The Treasury’s spending review “falls short” for charities, sector bodies have said in response to its publication yesterday.
Some sector bodies praised the “long-term thinking” on display in the review – notably in relation to the planned investment in housing, health and youth services – but many criticised a the lack of support for charities’ rising costs.
The review’s official document, which is over 100 pages long, only explicitly mentions the sector in relation to the government working in partnership with charities and voluntary organisations in order to support communities in need.
However, the review delivered yesterday in parliament by chancellor Rachel Reeves did offer an increase to the Charity Commission’s budget by over a quarter for next year.
‘No support for rising costs for the sector’
The Civil Society Group – a group of almost 60 voluntary, charity and faith infrastructure bodies – had previously called on the government to prioritise long-term financial support for charities and their local commissioners as part of the spending review.
Reacting to the spending review, Civil Society Group member NCVO’s executive director, Saskia Konynenburg, said: “The spending review offers some welcome signs of long-term thinking but falls short of delivering the stability charities need to support communities through tough times.
“While investment in housing, health, and youth services is needed, there is no support for rising costs – particularly where charities delivering public services are not being reimbursed for increased employer national insurance contributions.
“Without fairer funding, many voluntary organisations will remain under unsustainable pressure. The government must work in genuine partnership with civil society to ensure charities can keep delivering vital services and help build a stronger, fairer society.”
Fellow Civil Society Group member CFG’s head of policy, Richard Sagar, described the spending review as “a real mixed bag” for the sector.
“While the chancellor’s announcement will not be cause for celebration, the targeted increases for the NHS, local government and housing will provide vital support for charities operating across these sectors,” he said.
“However, these modest funding boosts fall short of placing local government on the sustainable financial footing that remains urgently needed. The sector continues to face structural challenges that require more comprehensive long-term investment.”
‘Focus on people’s everyday lives is the right one’
Think tank NPC’s head of policy James Somerville was more cautiously optimistic, saying: “The chancellor’s focus on people’s everyday lives is the right one.
“On housing, policies to encourage the ‘crowding-in’ of private investment are welcome.

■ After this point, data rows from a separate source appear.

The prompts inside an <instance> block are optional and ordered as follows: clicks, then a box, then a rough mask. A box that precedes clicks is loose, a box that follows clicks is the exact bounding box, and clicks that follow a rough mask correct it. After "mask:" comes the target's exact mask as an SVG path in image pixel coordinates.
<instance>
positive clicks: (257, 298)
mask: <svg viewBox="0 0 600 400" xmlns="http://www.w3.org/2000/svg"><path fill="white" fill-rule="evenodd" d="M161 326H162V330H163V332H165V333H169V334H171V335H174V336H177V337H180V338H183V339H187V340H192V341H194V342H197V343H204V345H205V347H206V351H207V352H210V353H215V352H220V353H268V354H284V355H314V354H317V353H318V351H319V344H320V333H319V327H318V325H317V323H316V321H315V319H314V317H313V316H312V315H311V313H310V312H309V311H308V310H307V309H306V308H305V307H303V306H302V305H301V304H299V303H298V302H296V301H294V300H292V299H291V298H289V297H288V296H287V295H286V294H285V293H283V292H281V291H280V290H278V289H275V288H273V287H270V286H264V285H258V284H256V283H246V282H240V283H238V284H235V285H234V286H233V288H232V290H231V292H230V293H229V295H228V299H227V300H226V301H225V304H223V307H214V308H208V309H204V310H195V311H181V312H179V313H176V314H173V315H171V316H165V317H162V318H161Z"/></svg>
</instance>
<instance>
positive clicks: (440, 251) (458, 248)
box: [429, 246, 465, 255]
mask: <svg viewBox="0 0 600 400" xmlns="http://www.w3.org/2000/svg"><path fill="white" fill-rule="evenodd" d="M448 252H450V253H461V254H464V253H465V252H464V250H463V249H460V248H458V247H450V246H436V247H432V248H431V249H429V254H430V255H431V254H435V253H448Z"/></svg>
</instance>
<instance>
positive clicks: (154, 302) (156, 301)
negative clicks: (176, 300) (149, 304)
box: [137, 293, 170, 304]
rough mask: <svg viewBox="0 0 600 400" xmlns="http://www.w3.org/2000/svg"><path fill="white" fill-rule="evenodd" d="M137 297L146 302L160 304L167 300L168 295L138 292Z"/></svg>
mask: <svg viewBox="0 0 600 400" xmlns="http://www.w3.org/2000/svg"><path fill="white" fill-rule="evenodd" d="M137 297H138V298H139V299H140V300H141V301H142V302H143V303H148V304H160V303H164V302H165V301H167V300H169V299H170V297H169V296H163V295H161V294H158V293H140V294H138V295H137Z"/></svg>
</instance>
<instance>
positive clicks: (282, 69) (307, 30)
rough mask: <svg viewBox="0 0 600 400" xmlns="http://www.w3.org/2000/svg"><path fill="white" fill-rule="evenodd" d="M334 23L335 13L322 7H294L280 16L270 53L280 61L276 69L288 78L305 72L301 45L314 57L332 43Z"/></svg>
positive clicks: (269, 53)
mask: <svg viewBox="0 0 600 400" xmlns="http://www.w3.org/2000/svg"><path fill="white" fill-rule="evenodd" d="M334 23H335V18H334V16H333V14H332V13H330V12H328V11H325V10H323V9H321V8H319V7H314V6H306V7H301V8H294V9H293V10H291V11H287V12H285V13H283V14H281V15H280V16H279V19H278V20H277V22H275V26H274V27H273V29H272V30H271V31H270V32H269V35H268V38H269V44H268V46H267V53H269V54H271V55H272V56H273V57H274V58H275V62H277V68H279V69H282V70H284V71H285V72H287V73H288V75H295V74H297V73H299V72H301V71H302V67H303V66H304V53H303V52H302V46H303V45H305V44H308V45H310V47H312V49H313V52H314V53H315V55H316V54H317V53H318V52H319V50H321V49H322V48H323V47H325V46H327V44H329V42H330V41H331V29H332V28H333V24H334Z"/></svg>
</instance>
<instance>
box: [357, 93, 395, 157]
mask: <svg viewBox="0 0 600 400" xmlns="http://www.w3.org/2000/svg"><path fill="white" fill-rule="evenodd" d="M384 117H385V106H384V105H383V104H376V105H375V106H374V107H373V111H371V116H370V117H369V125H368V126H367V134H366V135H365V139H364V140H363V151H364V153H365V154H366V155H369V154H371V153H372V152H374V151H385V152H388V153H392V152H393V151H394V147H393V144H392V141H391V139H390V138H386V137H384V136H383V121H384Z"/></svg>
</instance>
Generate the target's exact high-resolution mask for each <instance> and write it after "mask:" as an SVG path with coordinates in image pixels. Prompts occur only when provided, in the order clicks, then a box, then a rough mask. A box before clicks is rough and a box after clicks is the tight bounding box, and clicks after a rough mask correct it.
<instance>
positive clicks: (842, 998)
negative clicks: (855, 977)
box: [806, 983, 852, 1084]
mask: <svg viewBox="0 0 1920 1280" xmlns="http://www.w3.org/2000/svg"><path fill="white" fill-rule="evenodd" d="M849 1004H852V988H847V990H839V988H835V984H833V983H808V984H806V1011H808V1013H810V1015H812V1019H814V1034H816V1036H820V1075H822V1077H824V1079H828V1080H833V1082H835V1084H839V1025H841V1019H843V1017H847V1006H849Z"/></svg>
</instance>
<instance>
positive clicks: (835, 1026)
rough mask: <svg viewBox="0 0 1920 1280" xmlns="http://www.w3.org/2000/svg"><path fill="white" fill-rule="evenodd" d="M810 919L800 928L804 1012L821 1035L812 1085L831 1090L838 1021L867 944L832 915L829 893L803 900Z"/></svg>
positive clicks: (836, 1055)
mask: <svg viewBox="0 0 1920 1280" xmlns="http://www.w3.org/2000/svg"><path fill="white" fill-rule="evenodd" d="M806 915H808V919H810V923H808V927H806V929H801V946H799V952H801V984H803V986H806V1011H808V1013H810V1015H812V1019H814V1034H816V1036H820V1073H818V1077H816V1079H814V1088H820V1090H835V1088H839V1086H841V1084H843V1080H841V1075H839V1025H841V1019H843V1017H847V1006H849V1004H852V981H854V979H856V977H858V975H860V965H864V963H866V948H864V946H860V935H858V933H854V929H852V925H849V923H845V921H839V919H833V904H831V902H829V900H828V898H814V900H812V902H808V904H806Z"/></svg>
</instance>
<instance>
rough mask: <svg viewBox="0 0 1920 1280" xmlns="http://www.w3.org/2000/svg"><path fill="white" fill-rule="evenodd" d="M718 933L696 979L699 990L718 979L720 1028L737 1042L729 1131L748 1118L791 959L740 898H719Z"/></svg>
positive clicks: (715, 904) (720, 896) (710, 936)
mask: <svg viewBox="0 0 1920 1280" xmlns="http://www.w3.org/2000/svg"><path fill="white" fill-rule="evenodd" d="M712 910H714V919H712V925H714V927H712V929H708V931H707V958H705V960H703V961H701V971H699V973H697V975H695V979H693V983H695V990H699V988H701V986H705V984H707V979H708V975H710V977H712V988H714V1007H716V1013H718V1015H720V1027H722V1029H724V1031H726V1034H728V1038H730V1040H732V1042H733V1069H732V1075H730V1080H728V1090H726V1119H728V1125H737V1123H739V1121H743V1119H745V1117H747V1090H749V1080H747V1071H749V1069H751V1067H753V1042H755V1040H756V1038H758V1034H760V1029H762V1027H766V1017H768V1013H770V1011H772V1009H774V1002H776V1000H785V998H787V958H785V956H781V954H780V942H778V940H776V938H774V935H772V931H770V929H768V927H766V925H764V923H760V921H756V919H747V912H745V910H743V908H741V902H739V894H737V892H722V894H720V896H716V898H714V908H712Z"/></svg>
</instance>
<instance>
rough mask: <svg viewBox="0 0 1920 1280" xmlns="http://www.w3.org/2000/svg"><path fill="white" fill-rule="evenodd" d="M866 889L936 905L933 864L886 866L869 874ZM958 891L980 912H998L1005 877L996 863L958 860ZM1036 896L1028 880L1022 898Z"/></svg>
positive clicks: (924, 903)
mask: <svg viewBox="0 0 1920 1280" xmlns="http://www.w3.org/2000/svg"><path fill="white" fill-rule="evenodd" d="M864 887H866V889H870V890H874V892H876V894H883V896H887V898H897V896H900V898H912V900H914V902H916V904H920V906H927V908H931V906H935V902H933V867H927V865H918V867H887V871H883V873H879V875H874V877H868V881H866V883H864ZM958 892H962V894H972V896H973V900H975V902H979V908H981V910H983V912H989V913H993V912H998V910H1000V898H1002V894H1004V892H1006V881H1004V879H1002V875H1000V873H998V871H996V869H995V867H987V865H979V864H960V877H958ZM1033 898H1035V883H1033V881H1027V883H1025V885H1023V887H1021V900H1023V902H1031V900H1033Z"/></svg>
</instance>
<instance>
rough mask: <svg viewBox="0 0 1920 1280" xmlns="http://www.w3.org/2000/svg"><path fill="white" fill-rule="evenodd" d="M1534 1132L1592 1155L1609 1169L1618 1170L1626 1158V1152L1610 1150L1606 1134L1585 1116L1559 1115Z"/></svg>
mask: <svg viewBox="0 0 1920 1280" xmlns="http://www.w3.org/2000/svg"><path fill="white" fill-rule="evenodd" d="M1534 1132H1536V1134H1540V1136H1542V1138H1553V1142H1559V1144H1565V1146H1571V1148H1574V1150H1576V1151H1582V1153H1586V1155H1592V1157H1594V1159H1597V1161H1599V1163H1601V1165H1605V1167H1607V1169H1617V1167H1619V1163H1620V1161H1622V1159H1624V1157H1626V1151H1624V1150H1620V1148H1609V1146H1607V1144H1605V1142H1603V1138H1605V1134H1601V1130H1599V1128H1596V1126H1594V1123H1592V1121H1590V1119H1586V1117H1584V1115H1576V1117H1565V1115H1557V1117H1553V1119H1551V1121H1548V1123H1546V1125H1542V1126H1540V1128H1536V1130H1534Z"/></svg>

“When doing this, the government should think about the potential of all forms of impact capital – the impact sector can and already does make a real contribution to housing in the UK.
“It’s vital that the government works with the impact sector across all of its missions – it’s positive to see the impact economy highlighted in the spending review document. We look forward to hearing further details on the Social Impact Investment Vehicle soon.
“The changes to the Treasury Green Book to allow more place-based funding are also welcome. We know that investment in communities as a whole, working with the impact sector, can transform local areas.”
Review ‘lays bare’ impact of aid cuts
The government was previously criticised by international development charities for its cuts to foreign aid announced in February.
Responding to the spending review, Gideon Rabinowitz, director of policy and advocacy at NGO umbrella body Bond, said: “The spending review lays bare the true impact of the UK aid cuts.
“While it is welcome that the chancellor has committed to ending the use of hotels for asylum accommodation by the end of this parliament, planning very slow reductions and diverting £5.76bn of UK aid over the next three years to cover these costs is a political choice that comes at the direct expense of the world’s most marginalised people.
“This is not just poor value for money but shows there is a lack of urgency within government to reduce these costs, further undermining the UK’s credibility as a global development partner.”